Ephore raconte aussi comment, pendant cette même guerre, des députés
pélasges, envoyés {à Dodone} pour consulter l'oracle, s'y rencontrèrent
avec des théores béotiens. Qu'avait-il été répondu aux Pélasges ? Ephore
déclare n'en rien savoir, mais il rapporte textuellement la réponse de la
prophétesse aux Béotiens : «Un sacrilège vous vaudra la victoire». Or,
cette réponse parut suspecte aux théores béotiens ; ils pensèrent qu'en
s'exprimant de la sorte la prophétesse avait écouté la voix du sang et
voulu servir les intérêts des Pélasges (l'oracle de Dodone, comme on sait,
est d'origine pélasgique) ; et, s'emparant de la pauvre femme, ils la
jetèrent dans un brasier ardent.

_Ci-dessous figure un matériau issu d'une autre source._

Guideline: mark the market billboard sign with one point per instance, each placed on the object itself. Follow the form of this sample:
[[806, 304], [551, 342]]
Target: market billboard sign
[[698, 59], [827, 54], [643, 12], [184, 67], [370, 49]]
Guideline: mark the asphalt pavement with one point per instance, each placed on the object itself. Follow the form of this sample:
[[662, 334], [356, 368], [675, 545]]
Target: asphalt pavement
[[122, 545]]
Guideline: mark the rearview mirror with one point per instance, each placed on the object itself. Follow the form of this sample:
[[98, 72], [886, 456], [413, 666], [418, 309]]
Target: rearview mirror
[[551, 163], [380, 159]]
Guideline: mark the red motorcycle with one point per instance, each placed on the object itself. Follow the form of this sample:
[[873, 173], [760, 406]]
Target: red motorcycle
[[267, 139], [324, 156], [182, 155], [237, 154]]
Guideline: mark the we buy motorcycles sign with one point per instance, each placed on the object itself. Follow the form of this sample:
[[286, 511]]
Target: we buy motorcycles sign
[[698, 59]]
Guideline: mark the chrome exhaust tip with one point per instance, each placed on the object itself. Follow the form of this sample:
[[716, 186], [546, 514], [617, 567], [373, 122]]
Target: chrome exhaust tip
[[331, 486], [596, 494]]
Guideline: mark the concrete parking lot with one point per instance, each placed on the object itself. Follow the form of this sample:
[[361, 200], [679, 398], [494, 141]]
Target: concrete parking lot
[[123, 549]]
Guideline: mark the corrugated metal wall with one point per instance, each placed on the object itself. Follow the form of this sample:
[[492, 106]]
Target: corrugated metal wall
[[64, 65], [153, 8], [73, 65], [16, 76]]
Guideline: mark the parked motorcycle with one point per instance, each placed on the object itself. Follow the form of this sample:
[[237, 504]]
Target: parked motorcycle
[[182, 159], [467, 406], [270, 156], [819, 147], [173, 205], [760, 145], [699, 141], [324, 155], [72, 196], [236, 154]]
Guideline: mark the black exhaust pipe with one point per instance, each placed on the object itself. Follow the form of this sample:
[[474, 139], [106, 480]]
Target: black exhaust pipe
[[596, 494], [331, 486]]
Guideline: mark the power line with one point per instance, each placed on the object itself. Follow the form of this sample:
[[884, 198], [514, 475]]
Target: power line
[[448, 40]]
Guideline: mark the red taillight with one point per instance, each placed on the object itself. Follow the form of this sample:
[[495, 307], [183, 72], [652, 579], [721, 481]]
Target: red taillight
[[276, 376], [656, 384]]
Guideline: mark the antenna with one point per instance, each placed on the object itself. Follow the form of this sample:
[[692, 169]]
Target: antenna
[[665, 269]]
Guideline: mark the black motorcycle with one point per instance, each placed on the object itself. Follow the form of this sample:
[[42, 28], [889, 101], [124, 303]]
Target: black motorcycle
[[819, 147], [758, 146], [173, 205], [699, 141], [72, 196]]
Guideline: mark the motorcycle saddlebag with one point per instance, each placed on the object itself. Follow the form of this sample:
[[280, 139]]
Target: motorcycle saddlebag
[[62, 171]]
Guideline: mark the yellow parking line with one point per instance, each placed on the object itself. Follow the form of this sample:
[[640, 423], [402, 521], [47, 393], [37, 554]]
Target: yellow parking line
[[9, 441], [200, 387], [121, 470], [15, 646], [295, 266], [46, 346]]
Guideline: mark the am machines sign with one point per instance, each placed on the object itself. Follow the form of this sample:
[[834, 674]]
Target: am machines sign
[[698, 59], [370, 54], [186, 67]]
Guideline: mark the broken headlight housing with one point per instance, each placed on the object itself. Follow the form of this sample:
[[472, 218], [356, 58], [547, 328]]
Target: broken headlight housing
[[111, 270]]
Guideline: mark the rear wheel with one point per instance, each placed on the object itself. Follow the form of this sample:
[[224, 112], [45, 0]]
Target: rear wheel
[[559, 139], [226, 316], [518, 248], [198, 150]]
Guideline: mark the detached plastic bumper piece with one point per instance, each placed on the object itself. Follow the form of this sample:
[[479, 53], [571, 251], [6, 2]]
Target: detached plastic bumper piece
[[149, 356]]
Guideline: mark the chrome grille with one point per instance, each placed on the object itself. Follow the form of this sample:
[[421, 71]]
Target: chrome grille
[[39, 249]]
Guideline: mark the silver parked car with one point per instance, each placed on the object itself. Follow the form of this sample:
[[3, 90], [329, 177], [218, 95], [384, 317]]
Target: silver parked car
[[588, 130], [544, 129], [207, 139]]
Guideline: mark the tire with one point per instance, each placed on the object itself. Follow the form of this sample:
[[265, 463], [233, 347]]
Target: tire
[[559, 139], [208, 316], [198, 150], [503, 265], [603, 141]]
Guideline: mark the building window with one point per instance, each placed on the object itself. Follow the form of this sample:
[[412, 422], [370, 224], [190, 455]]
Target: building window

Ils s'étaient dit apparemment : «Qu'elle
ait ou non prévariqué, nous aurons toujours, nous, agi au mieux, car nous
l'aurons punie comme elle le méritait si elle a prononcé un faux oracle,
et nous n'aurons fait que lui obéir si ses paroles étaient sincères». Les
surveillants du temple, ajoute Ephore, ne se crurent pas en droit de faire
périr sans jugement et dans l'enceinte sacrée les auteurs de l'attentat,
mais ils les mirent en accusation et les citèrent au tribunal des
prêtresses, des prophétesses pour mieux dire, réduites à deux, par le
meurtre de leur compagne. Seulement, sur la réclamation des accusés que la
loi ne reconnaissait nulle part à des femmes le droit de juger, on
adjoignit aux deux prophétesses un même nombre d'hommes. Or, les hommes
prononcèrent l'acquittement et les femmes la condamnation, et, les voix se
trouvant partagées également, l'opinion favorable aux accusés prévalut.
Voilà d'où vient qu'à Dodone, par exception, ce sont toujours des hommes
qui transmettent et expliquent aux Béotiens les réponses de l'oracle.
Veut-on savoir, du reste, comment les prophétesses avaient interprété
l'oracle en question ? Suivant elles, la volonté expresse du dieu était
que les Béotiens enlevassent chaque année de quelqu'un de leurs temples un
trépied sacré et qu'ils l'envoyassent à Dodone. Les Béotiens, dit Ephore,
se conformèrent à la volonté du dieu, et tous les ans, par leur ordre, on
dérobe, de nuit, dans un de leurs temples, un trépied sacré, qu'on cache
sous des couvertures et qu'on expédie ensuite mystérieusement à Dodone.